It’s not easy running a family farm in the U.S. these days, and the statistics reflect that. Every week, roughly 330 farmers—including families that have farmed for generations—quit the business. In 1935, there were nearly seven million farms in the U.S.; by 2002, only around two million remained. And family farms that do stay in business have an aging workforce; today more than half of farmers are between the ages of 45 and 64, while only six percent are younger than 35. So what’s it like to run a family farm? And what does it take to keep one afloat? We posed these questions to owners of five long-running farms around the country. While all agree that the natural-foods movement helps business, they are each embracing different strategies for keeping their farms up and running. Two are actively planning for growth and expansion, enlisting other small farms to help grow crops, and thereby helping those farmers keep their way of life. Others are scaling back—or encouraging younger generations to seek other professions. Here are their stories.
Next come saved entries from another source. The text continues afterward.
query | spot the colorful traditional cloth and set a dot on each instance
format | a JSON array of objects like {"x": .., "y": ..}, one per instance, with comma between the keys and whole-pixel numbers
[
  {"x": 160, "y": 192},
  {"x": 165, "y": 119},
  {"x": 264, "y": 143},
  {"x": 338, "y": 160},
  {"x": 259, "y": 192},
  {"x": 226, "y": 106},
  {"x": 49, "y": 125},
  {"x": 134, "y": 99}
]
Lazy S Farm (specialty: hog farming)
“We’ve always farmed—ever since I’ve been married, and that’ll be 50 years this month,” says Larry Sorell, 66, a softspoken fourth-generation hog farmer who raises Red Wattle pigs, a heritage breed. Technically, Sorell is retired. In reality, it’s proving impossible for him to leave farming behind.
When Sorell was growing up, his family’s land totaled 400 acres—not huge by modern standards, but still 10 times larger than its current size of 40 acres. “We sold most of the land in 1980; we had to downsize to keep going,” he explains. At that point, Sorell got a job off the farm. “I worked for a big hog corporation for about 20 years, in management, and when I retired we came back here. We didn’t give it up, though—we were away for a while, but we were always here on weekends.”
His family’s pigs have always been free-ranging—never confined in sties or houses—but the heritage hogs are a recent (and lucrative) addition to his business. When Sorell first returned to his family’s farm, he began raising rare-breed Bronze turkeys and selling them through Heritage Foods USA, an online and mail-order food company. From there, the decision to raise heritage hogs was a logical next step, and the farm’s income has roughly doubled since it began selling the pigs. Chefs at some of the nation’s top restaurants serve meat from Sorell’s farm, and consumers snap up some 1,400 Red Wattle hogs and 4,000 heritage turkeys each year.
The small, rustic farm is home to several other heritage breeds, including chickens, Jacob sheep, and llamas—all of which graze in rotation on fields of brome, a drought-resistant grass. The animals are contained within an electric fence so that they don’t bother the neighbors, who are primarily cattle and hog farmers. But the fields are open to guests, as is the farm’s greenhouse: Sorell’s wife, Madonna, runs a bed-and-breakfast on the property, and another cabin is designated for hunters, who are allowed to use several acres of the farm’s land to hunt deer, pheasant, and quail in season.
Yet despite recent gains, Sorell doubts that any of his nine children or 23 grandchildren will take over the business. “My sons and their wives all have careers, so it would be pretty hard for them to downsize and come to a 40-acre farm,” he says. Only one of his sons is a farmer, and his grain farm is significantly larger than the family plot. While his children do come home often to help out, “that’s about as close as they want to get,” Sorell says.
One upside to being so small, though, is that there has been no encroachment from big agribusiness interests. “Big farmers aren’t interested in 40 acres,” Sorell says. “So it’s not something that they would put their eye on.”